In order to evaluate the performance of the algorithm in recovering the true clustering structure, the CPclus model has been fitted to each data array by varying the number of (nonempty) clusters K* = 2, 3, 4, 5, 6, whatever the true number K. Instead, CLV3W and CLV3W-NN were run only setting the true number of clusters (K* = K).

To prevent falling into local optima, for any dataset, the best solution in terms of loss has been retained from 100 different either random or rational starts. Specifically, for 99 runs, the starting membership matrices U were randomly generated, while in one run the rational starting U was derived from the component matrix A of the unconstrained CP solution by setting the maximum value per row to one and all the rest to zero. Thus, the algorithm run 2,400,000 times in total.

The simulation study aimed to analyze the performance of CPclus from different standpoints: goodness of recovery, also in comparison with CLV3W and CLV3W-NN, sensitivity to local minima, and scalability. In addition, in view of the applications, also the performance of the SR index in selecting the correct model has been investigated.

Goodness of Recovery

The recovery performance is analyzed to investigate to what extent the algorithm is able to correctly discover both the partition of objects and the component structures for variables and subjects.

The Adjusted Rand Index (Hubert & Arabie, 1985) between true and fitted partitions when K* = K is computed, which takes its maximum value equal to 1 when the two partitions are coincident; in addition, the percentage of successes in recovering exactly the true partitions is also reported.

As for the recovery of the component matrices B and C, Tucker’s congruence coefficient (Tucker, 1951) is used between true and fitted matrices after considering all cluster permutations and selecting the one that attains the largest value of the coefficient. The coefficient takes values in [0,1], where 1 indicates a perfect recovery.

Sensitivity to Local Minima

In order to analyze how the algorithm is sensitive to falling into local solutions, for each dataset, a guess of the (unknown) “global optimum” is derived as the best solution out of 100 optimal values from the 100 starts, even if in principle such a best solution may be a local optimum itself. Thus, the percentage of solutions where the loss value is less than 0.2% higher than the “global optimum” is computed.

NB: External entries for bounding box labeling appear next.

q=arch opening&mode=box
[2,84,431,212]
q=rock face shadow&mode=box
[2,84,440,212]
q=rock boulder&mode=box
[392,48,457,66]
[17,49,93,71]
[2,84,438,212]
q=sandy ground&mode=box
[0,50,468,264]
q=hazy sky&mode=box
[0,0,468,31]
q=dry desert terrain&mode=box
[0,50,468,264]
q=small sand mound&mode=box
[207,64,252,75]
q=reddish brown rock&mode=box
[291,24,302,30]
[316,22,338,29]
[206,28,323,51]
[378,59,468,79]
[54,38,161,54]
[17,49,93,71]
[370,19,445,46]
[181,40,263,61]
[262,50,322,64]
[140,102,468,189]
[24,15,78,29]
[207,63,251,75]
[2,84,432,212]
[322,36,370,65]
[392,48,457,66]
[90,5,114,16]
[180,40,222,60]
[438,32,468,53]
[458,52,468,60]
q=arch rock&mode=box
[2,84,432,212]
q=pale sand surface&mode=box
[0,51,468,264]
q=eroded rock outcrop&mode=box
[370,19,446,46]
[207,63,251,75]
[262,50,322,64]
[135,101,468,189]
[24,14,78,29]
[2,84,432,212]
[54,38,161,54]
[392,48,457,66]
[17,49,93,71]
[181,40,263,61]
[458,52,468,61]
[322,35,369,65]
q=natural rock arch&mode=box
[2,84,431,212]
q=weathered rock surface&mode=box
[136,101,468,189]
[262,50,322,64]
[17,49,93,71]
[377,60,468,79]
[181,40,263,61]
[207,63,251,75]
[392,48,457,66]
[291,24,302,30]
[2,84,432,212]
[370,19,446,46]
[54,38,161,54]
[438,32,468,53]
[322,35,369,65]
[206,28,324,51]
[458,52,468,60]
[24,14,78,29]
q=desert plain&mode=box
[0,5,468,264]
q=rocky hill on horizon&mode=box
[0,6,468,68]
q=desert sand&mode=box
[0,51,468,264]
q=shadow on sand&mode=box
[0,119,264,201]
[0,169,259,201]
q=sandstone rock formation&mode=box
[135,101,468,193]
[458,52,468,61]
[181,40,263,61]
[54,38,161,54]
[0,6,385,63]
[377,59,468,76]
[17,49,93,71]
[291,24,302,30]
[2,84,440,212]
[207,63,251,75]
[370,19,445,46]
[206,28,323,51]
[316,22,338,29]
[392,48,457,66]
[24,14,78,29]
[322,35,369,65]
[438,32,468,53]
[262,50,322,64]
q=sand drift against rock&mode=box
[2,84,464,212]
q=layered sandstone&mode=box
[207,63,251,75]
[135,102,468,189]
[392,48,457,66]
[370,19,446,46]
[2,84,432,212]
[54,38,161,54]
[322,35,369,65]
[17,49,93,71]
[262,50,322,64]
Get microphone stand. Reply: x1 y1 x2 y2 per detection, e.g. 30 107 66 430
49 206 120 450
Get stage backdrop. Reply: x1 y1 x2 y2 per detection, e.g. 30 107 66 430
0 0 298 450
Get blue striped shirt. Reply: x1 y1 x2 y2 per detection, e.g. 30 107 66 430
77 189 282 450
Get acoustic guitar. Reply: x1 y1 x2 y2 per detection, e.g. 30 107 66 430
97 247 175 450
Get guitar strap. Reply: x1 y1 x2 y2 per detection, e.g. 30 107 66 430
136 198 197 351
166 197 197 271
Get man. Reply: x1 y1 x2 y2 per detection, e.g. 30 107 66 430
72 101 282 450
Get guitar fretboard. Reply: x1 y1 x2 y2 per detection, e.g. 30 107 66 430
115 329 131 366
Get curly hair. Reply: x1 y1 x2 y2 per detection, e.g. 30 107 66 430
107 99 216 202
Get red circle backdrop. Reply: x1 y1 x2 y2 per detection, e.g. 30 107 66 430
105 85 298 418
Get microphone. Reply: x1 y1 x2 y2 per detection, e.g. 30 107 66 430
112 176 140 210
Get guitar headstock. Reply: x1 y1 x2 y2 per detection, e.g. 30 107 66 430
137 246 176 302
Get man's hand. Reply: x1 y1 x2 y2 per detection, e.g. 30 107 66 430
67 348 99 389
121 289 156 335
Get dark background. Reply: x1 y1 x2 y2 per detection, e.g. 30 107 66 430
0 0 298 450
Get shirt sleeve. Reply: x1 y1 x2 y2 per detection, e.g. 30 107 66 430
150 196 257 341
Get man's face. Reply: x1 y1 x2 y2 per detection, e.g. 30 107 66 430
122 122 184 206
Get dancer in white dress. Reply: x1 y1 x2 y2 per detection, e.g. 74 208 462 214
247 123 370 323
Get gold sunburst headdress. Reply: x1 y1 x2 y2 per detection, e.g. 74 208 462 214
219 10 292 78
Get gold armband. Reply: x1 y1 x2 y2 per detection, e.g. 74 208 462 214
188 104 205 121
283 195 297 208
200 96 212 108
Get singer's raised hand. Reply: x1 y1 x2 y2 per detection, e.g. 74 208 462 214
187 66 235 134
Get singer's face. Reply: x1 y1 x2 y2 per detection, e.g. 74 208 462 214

Moreover, the capacity of the rational start to reach the “global optimum” is analyzed by the percentage of times the rational start leads to such an optimal solution.

Scalability

The computation time per run is reported to study the scalability of the algorithm at different experimental conditions. In order to study how the choice of the starting partitions may affect the computation time, both the times per run for the two different starts (random or rational) are reported. The simulation study was run on a personal computer with Intel(R) Core i7-7700 CPU 3.60 GHz processor and 16 GB of RAM.

Model Selection

In order to select the optimal number of clusters/components, CPclus was run with an increasing number of groups K* (i.e., K* = 2, …, 6) regardless of the true number K of clusters generated. The SR index is given in (17), and its percentage of successes in selecting the correct model is computed to assess the validity and utility in practical applications when the true number of clusters/components is unknown.

In summary, for each cell of the experimental design, the following measures have been computed by averaging over the 100 datasets generated:

  • •ARI: Adjusted Rand Index between true and fitted partitions when K* = K;

  • •%(ARI = 1): percentage of successes in recovering the true partitions, i.e., percentage of times where ARI = 1 when K* = K;

  • •TCC(B) and TCC(C): Tucker’s congruence coefficients between true and fitted matrices B and C, respectively;

  • •%GOpt: percentage of solutions with loss value less than 0.2% higher than the “global optimum”;

  • •RndTime: mean computation time per run (in seconds) from random starts;

  • •RatTime: computation time per run (in seconds) from the rational start;

  • •%Rtn: percentage of times the rational start leads to the “global optimum”;

  • •%SR: percentage of times the Scree-Ratio index indicates the correct number of clusters;

  • •SR3, SR4, SR5: Scree-Ratio indices for K* = 3, 4, 5 clusters, respectively.

4.2 Simulation Results (CPclus)

The results of the simulation study are reported and displayed separately for the two different structures (BCS) of the component matrices B and C in Tables 1, 2, 3, and 4. For the sake of brevity, the average TCC(B) and TCC(C) are not reported because they are always very close to 1 with a very limited variation (Table 5), so the degree of congruence between true and fitted component matrices is always optimal (Lorenzo-Seva & ten Berge, 2006).

Table 1 Average values of ARI, %(ARI = 1), SR3, SR4, SR5 and %SR distinguished by N, J, H, K and level of error (BCS1 setting, CPclus).
Table 2 Average values of ARI, %(ARI = 1), SR3, SR4, SR5 and %SR distinguished by N, J, H, K and level of error (BCS2 setting, CPclus).
Table 3 Average values of RndTime, RatTime, %GOpt and %Rtn distinguished by N, J, H, K and level of error (BCS1 setting, CPclus).
Table 4 Average values of RndTime, RatTime, %GOpt and %Rtn distinguished by N, J, H, K and level of error (BCS2 setting, CPclus).
Table 5 Descriptive statistics of the Tucker’s congruence coefficients for the recovery of B and C distinguished by BCS (CPclus)

Firstly, in the BCS1 setting (Table 1), results from the case with low and medium levels of noise exhibit a perfect recovery of the true partition in terms of ARI and %(ARI = 1) for all cells of the experimental design.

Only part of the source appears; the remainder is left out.